Некрополът при Макак
The Necropolis at Makak
DOI:
https://doi.org/10.53250/areip4Abstract
The necropolis at Makak, Shumen municipality, was excavated in two stages in 2012-2013 in connection with the construction of the Hemus motorway. It was found that there are two types of structures on the site - the western part includes a large Muslim necropolis, and the eastern part is occupied by structures with the character of a settlement. The number of graves with inhumations that are the subject of the investigation is 778.
The necropolis under investigation was used for the needs of a population that professed unorthodox Islam. In this case, it is the largest Muslim necropolis investigated on the Balkan Peninsula. The important and extensive information it provides in terms of the grave structures, the location of the skeletons and the secondary cultural disturbances becomes particularly clear when compared with the other archaeological studies of Muslim necropolises that have been carried out so far on the territory of Bulgaria.
The demographic characteristics of the studied series of bone remains show the peculiarities of the population that developed in the pre-industrial period. The characteristic trends of the prevalence of the pathological changes of the period for the population of the Balkan Peninsula and the border areas with the Central European countries have been established. On the basis of numerous signs of congenital diseases, the question of a possible closed structure of reproductive relations of the population inhabiting the village of Makak is raised.

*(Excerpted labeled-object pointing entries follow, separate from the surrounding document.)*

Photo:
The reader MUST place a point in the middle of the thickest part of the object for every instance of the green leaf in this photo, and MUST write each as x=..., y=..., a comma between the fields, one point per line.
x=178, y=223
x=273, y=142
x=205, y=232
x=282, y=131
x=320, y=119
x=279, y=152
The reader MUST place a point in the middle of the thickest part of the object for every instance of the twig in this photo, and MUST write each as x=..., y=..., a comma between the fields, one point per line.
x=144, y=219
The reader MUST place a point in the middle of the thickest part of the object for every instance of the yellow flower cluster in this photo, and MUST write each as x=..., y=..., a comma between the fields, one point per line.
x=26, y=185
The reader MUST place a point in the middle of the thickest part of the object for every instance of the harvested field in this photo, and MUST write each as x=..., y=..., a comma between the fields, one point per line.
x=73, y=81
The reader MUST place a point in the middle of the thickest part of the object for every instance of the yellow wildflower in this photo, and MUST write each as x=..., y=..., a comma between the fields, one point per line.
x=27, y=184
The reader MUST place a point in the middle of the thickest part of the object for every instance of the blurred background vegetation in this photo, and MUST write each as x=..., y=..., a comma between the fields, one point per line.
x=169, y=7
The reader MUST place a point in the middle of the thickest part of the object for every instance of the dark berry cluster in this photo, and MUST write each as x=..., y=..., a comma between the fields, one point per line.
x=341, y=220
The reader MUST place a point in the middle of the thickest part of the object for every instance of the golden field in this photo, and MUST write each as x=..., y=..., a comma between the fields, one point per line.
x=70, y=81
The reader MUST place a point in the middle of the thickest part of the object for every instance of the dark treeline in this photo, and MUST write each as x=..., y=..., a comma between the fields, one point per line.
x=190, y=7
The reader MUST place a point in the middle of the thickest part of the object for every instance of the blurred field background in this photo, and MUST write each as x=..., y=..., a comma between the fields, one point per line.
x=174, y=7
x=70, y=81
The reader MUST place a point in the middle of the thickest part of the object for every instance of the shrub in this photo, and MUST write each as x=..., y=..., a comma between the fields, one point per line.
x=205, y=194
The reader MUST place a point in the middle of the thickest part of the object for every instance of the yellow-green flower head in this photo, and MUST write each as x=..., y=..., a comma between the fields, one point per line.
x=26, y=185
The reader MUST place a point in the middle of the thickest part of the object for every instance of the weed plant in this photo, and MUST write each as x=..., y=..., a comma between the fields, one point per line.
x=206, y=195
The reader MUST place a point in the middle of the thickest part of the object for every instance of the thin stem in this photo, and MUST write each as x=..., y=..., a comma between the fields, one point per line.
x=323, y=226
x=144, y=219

The unorthodox Muslim burial rite of the 15th-17th centuries is socially motivated, conservative in its basis and to some extent has a protective, precautionary function. Probably as a result of numerous migrations, abandonment of settlements and creation of new ones, elements of the rites of one group were brought into the reach of another, just as elements of Christian funeral rites were brought in. The exceptions found in the Maqaq necropolis from Muslim burial practice are significant and distinct, indicating on the one hand the unorthodox nature of the Islam professed, and on the other suggesting a certain proximity of the settlement's inhabitants to the existing nearby Christian population of the site.
On the basis of the studied components included in the composition of the funerary rite and the customs practiced during the era, a general pattern of the Muslim necropolises of the early centuries of Ottoman rule is outlined.